Another company making moves to become a multi-state operator (MSO) is Harvest Health & Recreation (CSE:HARV) (OTCQX:HRVSF). The company announced last month that it plans to acquire Verano Holdings, one of the largest privately held multi-state, vertically integrated licensed operators of cannabis facilities in an all-stock transaction.

Cannabis Market M&A Overseas

While there is a ton of M&A activity happening in the North American cannabis market, there has also been a significant amount of movement overseas in the cannabis space. In fact, M&A transactions outside North America have tripled since last year, as a number of cannabis companies look beyond the North American continent for growth opportunities.

Canopy Growth expanded its international reach in recent months through its wholly-owned subsidiary Spectrum Cannabis. The company currently has medical cannabis facilities in Poland, Denmark, and the United Kingdom, and has plans to build an additional facility in either Greece, Italy, or Spain.

OrganiGram Holdings Inc. (TSXV:OGI) (OTCQX:OGRMF) also gained access to the European cannabis market after it signed a $5 million agreement with European hemp and CBD producer Eviana Health Corporation (CSE:EHC).
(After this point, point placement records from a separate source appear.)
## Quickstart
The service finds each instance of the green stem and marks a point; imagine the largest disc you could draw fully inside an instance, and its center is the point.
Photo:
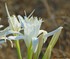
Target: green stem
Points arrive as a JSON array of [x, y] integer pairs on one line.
[[18, 49], [29, 52]]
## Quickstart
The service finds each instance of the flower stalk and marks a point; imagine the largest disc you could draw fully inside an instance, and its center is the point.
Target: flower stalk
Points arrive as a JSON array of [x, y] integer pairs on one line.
[[18, 49]]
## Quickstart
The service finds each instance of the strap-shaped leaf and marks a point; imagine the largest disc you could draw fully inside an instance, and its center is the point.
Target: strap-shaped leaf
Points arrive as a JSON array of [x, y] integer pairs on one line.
[[52, 44], [40, 44]]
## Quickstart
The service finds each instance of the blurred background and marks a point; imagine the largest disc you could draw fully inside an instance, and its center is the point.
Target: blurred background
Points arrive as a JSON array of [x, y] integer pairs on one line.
[[54, 13]]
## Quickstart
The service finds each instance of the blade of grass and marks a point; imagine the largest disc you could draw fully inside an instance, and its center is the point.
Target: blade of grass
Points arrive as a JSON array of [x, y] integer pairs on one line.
[[52, 44], [18, 49], [40, 44]]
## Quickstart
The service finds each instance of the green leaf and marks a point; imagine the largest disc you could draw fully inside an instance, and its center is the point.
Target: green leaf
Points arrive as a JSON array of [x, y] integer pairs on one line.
[[47, 54], [52, 43]]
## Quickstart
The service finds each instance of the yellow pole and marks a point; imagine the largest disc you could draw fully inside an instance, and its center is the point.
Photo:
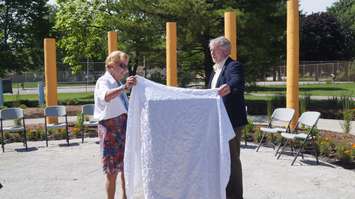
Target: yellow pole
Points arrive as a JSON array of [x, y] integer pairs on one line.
[[112, 41], [171, 77], [50, 70], [230, 31], [292, 92]]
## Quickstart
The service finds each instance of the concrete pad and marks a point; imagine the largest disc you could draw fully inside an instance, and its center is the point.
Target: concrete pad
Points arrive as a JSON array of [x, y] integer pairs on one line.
[[74, 172]]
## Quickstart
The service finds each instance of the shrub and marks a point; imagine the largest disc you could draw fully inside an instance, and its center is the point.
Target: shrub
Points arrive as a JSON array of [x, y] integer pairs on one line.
[[257, 135], [249, 128], [348, 116], [324, 146], [344, 152], [75, 131], [79, 120]]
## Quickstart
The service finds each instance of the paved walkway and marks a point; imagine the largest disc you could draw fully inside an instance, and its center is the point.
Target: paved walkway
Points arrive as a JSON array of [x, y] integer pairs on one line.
[[323, 124], [74, 172]]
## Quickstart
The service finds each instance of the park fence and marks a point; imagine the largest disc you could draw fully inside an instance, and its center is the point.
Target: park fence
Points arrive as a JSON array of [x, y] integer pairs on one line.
[[322, 71], [308, 71]]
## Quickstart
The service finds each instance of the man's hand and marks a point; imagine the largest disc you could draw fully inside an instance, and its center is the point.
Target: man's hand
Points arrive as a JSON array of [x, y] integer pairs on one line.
[[130, 82], [224, 90]]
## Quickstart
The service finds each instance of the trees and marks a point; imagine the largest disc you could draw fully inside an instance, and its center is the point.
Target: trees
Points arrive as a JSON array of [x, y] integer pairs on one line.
[[323, 38], [23, 25], [141, 28], [344, 11]]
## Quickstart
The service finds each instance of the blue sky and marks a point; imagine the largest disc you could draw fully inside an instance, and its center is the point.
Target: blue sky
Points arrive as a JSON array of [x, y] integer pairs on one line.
[[309, 6]]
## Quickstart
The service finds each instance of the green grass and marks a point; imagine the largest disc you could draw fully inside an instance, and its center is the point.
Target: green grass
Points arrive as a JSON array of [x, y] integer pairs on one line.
[[35, 84], [332, 89], [61, 97]]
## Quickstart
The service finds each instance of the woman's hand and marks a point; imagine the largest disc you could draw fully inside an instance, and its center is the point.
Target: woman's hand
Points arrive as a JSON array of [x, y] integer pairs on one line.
[[130, 82], [224, 90]]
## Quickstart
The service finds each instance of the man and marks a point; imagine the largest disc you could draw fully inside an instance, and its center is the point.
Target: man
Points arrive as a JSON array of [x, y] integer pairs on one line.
[[228, 77]]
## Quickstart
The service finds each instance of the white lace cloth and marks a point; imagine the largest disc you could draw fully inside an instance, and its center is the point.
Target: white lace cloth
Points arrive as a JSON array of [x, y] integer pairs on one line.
[[176, 143]]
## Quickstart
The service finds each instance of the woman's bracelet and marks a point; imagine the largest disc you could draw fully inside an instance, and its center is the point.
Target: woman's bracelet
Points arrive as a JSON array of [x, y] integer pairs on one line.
[[122, 87]]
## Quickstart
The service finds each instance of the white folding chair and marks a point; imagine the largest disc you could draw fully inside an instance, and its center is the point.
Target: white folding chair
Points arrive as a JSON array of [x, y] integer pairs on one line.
[[279, 122], [12, 114], [303, 132]]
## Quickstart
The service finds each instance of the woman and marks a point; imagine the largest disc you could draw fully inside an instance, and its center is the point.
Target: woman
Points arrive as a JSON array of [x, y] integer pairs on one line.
[[111, 112]]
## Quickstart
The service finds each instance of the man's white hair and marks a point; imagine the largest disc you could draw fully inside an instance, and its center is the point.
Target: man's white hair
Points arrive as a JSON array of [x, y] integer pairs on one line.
[[221, 42]]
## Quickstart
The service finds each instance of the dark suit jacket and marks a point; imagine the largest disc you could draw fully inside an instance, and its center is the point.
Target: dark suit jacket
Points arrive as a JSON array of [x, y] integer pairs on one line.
[[233, 75]]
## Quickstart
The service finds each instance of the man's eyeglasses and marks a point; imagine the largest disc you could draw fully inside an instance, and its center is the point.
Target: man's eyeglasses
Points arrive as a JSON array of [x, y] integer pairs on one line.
[[123, 65]]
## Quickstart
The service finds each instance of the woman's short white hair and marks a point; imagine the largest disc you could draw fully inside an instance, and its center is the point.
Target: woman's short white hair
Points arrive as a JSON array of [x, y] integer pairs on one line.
[[221, 42]]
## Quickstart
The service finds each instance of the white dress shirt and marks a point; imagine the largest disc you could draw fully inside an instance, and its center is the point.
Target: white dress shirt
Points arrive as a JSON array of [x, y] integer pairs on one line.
[[106, 110], [217, 71]]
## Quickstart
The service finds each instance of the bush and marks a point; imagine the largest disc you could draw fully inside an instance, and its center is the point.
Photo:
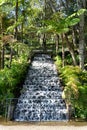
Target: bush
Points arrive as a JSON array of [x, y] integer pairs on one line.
[[75, 90]]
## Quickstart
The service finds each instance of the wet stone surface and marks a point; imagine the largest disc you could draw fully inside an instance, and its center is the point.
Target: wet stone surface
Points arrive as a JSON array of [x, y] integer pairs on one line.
[[41, 98]]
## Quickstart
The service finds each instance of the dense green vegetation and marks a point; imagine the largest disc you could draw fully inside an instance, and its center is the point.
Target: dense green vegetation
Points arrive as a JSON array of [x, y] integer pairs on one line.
[[55, 25], [74, 81]]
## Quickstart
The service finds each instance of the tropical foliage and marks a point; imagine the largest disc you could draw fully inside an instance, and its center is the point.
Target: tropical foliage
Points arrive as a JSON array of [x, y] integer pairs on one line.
[[57, 25]]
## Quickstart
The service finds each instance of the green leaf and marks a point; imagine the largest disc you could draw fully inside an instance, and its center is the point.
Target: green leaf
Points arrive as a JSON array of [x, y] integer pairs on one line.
[[74, 21], [81, 11]]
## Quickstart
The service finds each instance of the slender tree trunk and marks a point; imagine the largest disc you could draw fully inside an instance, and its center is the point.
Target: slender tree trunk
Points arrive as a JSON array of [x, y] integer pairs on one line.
[[70, 47], [81, 4], [22, 26], [44, 42], [63, 51], [2, 58], [57, 42], [73, 37], [81, 43], [16, 19], [11, 54]]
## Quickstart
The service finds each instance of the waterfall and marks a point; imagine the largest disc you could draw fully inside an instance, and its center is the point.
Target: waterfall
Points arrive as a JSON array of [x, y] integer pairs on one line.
[[41, 96]]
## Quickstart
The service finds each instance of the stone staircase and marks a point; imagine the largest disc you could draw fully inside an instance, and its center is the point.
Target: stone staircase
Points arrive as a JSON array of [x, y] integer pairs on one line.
[[41, 96]]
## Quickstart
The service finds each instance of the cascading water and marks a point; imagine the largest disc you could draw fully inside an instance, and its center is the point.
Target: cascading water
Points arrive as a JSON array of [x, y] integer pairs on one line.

Massive Canadian medical cannabis producers, Aurora Cannabis Inc. (TSX:ACB) (NYSE:ACB) and Tilray Inc (NASDAQ:TLRY), have also moved into the EU. Aurora has established a facility to produce medical cannabis and derivative products in Portugal, which will produce 2,000 kilograms per annum in the first phase and increase to 4,000 kilograms per annum in the second phase.

Tilray has just completed the first harvest at its 250,000 square foot operation, also in Portugal. The facility includes indoor, outdoor, and greenhouse cultivation, offers processing, packaging, and distribution sites for medical cannabis products, and even has a research lab.

The Green Organic Dutchman Holdings Ltd (TSX:TGOD) (OTCQX:TGODF) is another company that is moving into international cannabis markets. The Canadian cannabis company acquired a $49.18% stake in Jamaican medical marijuana company Epican last year and has since been ramping up cultivation as well as opening retail dispensaries in Jamaica. TGOD also recently acquired privately owned Poland-based hemp producer HemPoland.

These are just a few of the M&A transactions that have happened in the cannabis market in recent months and analysts expect many more to come this year. If you are interested in investing in the cannabis market, keeping an eye on M&A activity can help you make more educated decisions on which stocks to choose.